Italy just got hammered by intense storms that caused the worst flooding in the city of Venice in ten years, and produced tornadoes and wind damage. At least 11 people have died across the country, with several injured.
At its highest point on Monday (October 29), the tide in Venice rose to more than five feet above sea level before receding. The city, built on a series of islands, frequently floods when high winds push in water from the lagoon, but Monday’s event was extraordinary. The peak level was the highest reached since December 2008, according to Venice statistics, and it’s the fourth-highest level ever recorded. The record high was in 1966, when waters rose to nearly six and a half feet above seal level.
About 70 percent of the city was flooded by Monday. Tourists and residents wore high boots to get through the streets, and the water was waist-high on many people, making rescues difficult for first responders. Stores and restaurants were inundated as barriers placed across doorways failed to hold back the rising tide. Shopkeepers used buckets to try to remove the water which also rose above the raised walkways across the city. Transport officials closed the water taxi system, except to outlying islands. Schools closed, and roads were blocked by flooding or downed trees.
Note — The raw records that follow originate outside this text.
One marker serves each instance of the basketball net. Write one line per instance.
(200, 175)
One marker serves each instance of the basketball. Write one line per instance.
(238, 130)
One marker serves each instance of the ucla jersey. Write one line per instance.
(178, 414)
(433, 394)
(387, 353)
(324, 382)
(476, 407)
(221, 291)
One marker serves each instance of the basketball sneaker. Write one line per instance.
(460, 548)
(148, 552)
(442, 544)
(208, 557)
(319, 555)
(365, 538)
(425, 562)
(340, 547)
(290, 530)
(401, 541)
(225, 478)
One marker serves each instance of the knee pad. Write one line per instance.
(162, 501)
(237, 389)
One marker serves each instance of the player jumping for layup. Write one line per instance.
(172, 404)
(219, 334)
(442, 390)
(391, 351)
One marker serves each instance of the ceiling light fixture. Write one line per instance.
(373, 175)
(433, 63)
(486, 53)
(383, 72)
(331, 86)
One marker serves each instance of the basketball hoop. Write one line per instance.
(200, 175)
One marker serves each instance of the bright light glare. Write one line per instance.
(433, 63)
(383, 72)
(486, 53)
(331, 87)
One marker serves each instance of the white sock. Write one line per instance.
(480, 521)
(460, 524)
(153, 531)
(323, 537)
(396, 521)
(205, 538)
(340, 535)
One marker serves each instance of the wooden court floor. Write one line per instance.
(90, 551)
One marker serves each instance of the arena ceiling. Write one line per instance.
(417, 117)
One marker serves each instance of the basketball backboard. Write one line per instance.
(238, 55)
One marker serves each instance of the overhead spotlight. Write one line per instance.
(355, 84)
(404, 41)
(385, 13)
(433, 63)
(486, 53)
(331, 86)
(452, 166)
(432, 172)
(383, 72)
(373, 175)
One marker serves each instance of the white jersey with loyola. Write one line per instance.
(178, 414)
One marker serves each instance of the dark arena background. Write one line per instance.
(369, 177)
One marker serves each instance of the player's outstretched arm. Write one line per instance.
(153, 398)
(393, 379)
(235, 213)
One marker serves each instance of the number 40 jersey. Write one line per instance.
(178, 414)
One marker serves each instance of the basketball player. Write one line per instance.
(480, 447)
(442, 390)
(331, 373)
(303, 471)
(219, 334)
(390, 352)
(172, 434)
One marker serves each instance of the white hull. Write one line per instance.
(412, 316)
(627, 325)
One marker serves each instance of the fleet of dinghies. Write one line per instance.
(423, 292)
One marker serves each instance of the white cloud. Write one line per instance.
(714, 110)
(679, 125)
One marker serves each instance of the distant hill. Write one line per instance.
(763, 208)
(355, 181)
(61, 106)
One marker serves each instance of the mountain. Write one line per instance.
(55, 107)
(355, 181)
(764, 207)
Chief Angelo Borrelli of the Civil Protection Agency told NBC news on Tuesday that “It was the perfect storm during which adverse meteorological conditions contributed to the situation in the sea and winds.”
A lake of flood water covered the expansive St. Mark’s Square (Piazza San Marco), spilling across ancient marble floors in its basilica. The popular tourist attraction was closed Monday afternoon. Mosaic flooring near the entrance of the basilica was under almost three feet of water for 16 hours, which also soaked the monumental bronze doors, columns, and marbles.
“The church has a structure made of bricks which, drenched in salt water, deteriorate even to a height of several meters, endangering the mosaics that adorn the vaults,” Carlo Alberto Tesserin, head of the board responsible for St. Mark’s Basilica, told CNN today.
Even worse than the economic toll is the death toll. According to a BBC report eleven people across Italy – among them a volunteer fireman, a fisherman, and a 21-year-old student – have been confirmed dead from falling trees, tornadoes, and landslides across Italy. At least ten other people have been injured.
Back in Venice a spokesman for the office of Mayor Luigi Brugnaro stated to CNN that conditions have calmed down, and that “Everything is under control, just as it was last Friday.”
However, rain is back in the forecast for Venice tonight and Thursday, with a thunderstorm possible. This isn’t expected to cause major flooding, but a longer dry spell would be a tremendous help to everyone cleaning up after Monday’s mess.